WASHINGTON - The Clinton administration is about to unveil regulations that would reduce the escrow charges mortgage servicers may collect from homeowners.
By setting clear standards, the Department of Housing and Urban Development would resolve the hot issue of overcharging, on which state officials, Congress, and consumer advocates have focused in recent years.
HUD will probably print the proposal in the Federal Register within two weeks and invite comment.
According to the draft, HUD will direct lenders to use the so-called aggregate accounting method, not the widely used single-item method, to determine how much consumers must pay into the accounts to cover tax and insurance payments. The aggregate method generally reduces the size of payments.
In addition, the proposed rule would require that each escrow account shrink to one-sixth of a year's payments at least once each year.
For new accounts, the rule would apply as soon as it is effective. But for existing accounts, mortgage bankers would have three years to move to the new standards.
The rule also would require clearer disclosure to consumers through annual statements.
Under pressure from class actions by several state attorneys-general and rumblings from Congress and HUD, many large lenders have already switched to the aggregate method.

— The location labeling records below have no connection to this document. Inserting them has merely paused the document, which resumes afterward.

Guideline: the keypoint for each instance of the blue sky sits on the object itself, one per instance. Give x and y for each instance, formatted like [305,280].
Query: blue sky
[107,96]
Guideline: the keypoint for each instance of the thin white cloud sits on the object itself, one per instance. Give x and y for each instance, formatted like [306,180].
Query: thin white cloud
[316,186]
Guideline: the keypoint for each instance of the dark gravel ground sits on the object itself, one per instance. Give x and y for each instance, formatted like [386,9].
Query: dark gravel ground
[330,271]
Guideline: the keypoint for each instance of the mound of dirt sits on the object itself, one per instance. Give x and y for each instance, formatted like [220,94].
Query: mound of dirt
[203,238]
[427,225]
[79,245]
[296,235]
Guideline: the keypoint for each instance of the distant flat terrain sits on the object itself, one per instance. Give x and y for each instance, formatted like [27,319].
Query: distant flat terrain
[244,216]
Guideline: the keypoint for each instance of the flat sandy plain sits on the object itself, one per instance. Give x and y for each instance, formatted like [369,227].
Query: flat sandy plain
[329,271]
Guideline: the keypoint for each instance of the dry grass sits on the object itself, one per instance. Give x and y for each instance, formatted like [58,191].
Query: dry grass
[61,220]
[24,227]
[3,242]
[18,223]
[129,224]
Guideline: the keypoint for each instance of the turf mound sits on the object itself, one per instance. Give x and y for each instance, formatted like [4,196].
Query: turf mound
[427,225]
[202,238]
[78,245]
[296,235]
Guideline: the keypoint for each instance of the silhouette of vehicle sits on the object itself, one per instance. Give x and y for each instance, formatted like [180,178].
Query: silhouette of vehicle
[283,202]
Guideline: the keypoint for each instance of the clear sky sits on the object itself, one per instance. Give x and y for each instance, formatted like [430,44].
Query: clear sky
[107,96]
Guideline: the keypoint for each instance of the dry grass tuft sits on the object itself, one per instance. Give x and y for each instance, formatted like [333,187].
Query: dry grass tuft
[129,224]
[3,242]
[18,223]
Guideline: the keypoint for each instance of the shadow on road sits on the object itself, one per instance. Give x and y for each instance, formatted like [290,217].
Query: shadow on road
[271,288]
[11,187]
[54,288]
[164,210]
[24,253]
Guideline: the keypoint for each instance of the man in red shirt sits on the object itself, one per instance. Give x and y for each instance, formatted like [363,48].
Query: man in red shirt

For others, though, the new rule would have a "major impact," said Ralph S. Mozilo, executive vice president for underwriting and compliance at Countrywide Funding Corp.
Mortgage bankers use the large escrow accounts to get better terms on their warehouse lines, Mr. Mozilo explained. As those accounts shrink, mortgage bankers will have to pay more for the warehouse credit, and consumers will pay more for their mortgages, he said.
Countrywide switched to the aggregate accounting method three years ago, because "it seemed to be fairer to consumers," Mr. Mozilo said.
The switch also reflected changes in its funding practices. Instead of relying primarily on warehouse lines, it switched to using the commercial paper market, short-term loans, and its own funds.